Consensus at last - but what does the EU General Data Protection Regulation mean for you?
Discussions over the EU General Data Protection Regulation (GDPR) have rumbled on since 2012. Consequently, it's understandable that this week's breaking news about a final agreement over the legislation already seems like old news. However, while it may have been almost three years since the need for change was acknowledged, the regulation as it stands today is vastly different to that under which organisations currently operate.
As a result, there is an inevitable widespread need for an update to policy, procedure and technology. With the regulation on track to be formally adopted in January 2016 and enforced a short two years later, organisations need to evaluate, implement and adopt processes and technology now, so they don’t fall foul later.

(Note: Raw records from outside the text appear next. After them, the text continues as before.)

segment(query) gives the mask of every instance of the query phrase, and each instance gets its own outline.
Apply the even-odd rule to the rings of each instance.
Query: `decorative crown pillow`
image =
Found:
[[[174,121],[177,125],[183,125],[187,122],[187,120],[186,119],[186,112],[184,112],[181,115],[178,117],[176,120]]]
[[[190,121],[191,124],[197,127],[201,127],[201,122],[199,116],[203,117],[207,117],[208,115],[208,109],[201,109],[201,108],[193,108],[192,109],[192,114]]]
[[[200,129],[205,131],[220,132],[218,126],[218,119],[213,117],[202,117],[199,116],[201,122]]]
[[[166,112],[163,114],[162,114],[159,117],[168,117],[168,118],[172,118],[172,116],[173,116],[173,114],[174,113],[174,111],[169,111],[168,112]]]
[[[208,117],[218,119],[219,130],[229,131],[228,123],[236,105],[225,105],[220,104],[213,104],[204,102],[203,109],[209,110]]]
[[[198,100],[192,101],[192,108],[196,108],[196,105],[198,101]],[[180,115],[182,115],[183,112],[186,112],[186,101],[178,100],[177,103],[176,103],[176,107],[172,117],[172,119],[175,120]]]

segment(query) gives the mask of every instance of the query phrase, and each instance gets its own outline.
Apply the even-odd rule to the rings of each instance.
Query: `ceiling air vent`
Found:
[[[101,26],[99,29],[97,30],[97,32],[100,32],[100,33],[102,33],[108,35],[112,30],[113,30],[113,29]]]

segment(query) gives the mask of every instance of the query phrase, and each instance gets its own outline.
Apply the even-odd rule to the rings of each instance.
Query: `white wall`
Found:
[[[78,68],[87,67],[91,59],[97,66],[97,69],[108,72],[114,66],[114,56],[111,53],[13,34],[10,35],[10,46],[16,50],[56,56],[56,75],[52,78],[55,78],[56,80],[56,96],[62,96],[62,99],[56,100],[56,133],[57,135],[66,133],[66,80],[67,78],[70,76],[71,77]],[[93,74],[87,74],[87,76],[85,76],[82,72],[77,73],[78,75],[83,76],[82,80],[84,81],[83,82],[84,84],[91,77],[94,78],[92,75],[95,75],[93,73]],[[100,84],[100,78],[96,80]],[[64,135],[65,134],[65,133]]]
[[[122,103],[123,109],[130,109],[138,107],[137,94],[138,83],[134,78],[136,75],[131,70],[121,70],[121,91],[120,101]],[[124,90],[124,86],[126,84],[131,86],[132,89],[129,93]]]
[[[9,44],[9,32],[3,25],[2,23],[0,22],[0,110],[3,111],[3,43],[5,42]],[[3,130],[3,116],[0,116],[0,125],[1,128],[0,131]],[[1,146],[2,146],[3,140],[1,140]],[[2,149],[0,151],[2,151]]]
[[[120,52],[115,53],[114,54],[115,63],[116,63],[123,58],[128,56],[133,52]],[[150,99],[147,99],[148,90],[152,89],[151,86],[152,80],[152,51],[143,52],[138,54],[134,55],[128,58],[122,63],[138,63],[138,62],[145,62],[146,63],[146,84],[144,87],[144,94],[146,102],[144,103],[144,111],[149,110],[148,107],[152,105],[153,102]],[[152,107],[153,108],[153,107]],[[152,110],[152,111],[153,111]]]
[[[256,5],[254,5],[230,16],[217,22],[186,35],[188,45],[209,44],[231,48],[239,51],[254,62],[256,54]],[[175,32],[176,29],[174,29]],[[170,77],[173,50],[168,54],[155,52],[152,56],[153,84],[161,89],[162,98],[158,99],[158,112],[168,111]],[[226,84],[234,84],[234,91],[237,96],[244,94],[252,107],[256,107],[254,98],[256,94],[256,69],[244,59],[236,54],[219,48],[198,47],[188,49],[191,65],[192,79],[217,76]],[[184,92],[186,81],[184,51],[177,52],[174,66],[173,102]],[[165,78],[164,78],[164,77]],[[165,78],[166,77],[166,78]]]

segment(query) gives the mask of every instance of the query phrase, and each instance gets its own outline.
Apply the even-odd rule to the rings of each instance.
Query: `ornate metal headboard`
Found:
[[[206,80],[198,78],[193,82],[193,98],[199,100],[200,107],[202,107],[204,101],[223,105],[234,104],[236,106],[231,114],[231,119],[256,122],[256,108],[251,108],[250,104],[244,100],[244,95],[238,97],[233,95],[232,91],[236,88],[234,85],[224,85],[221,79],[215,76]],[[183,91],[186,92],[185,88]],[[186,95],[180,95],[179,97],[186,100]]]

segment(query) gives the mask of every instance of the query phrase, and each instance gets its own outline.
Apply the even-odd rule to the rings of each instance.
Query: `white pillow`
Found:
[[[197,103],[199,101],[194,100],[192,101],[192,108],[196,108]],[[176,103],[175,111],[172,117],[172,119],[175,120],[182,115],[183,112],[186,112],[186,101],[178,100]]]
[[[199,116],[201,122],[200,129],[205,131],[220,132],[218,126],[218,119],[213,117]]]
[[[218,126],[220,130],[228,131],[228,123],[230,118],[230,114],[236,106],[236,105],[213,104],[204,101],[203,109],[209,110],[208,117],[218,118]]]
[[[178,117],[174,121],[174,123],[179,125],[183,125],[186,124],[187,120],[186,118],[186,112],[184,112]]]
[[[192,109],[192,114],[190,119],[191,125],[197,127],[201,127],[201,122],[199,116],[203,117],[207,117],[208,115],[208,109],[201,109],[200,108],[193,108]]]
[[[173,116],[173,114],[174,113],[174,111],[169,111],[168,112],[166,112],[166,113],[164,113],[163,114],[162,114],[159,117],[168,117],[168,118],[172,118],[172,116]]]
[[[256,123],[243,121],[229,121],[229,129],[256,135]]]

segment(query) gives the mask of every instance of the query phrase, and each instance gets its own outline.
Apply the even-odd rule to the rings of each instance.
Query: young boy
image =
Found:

Two points to watch out for
Across the board, two of the most significant changes to be introduced are mandatory reporting of data breaches that are 'likely to harm individuals' within 72 hours and hefty fines of up to 4% of global turnover for non-compliance (the ICO's current maximum of £500,000 will pale in comparison for many large organisations).
Mandatory notification is expected to result in a rise of in the number of data breaches being reported - not because more breaches are happening but because fewer can be swept under the carpet. Consequently, organisations will be forced to open themselves up to scrutiny, with regulatory bodies looking at how the sensitive data they handle is protected throughout its lifecycle. Any shortcomings will be exposed and will count against them.
As we recently examined, TalkTalk's data breach from October 2015 is estimated to cost them £35m in one-off costs alone. We need only add 4% of their global turnover to that and we can see why the EU GDPR will be keeping CFOs awake at night!
The good news is that now there's clarity, there can be action. Boards across Europe need to immediately start planning and implementing the right processes, training and technologies to protect the entire lifecycle of their data so they're prepared for when the regulation is enforced. We can see from previous breaches that it is the small slip ups, caused by human error, that have been the most common and largely the most damning. As a result, security policy need to be matched with user training and education, and underpinned by smart, intuitive technology. Getting a head start on this now can only pay dividends in the future.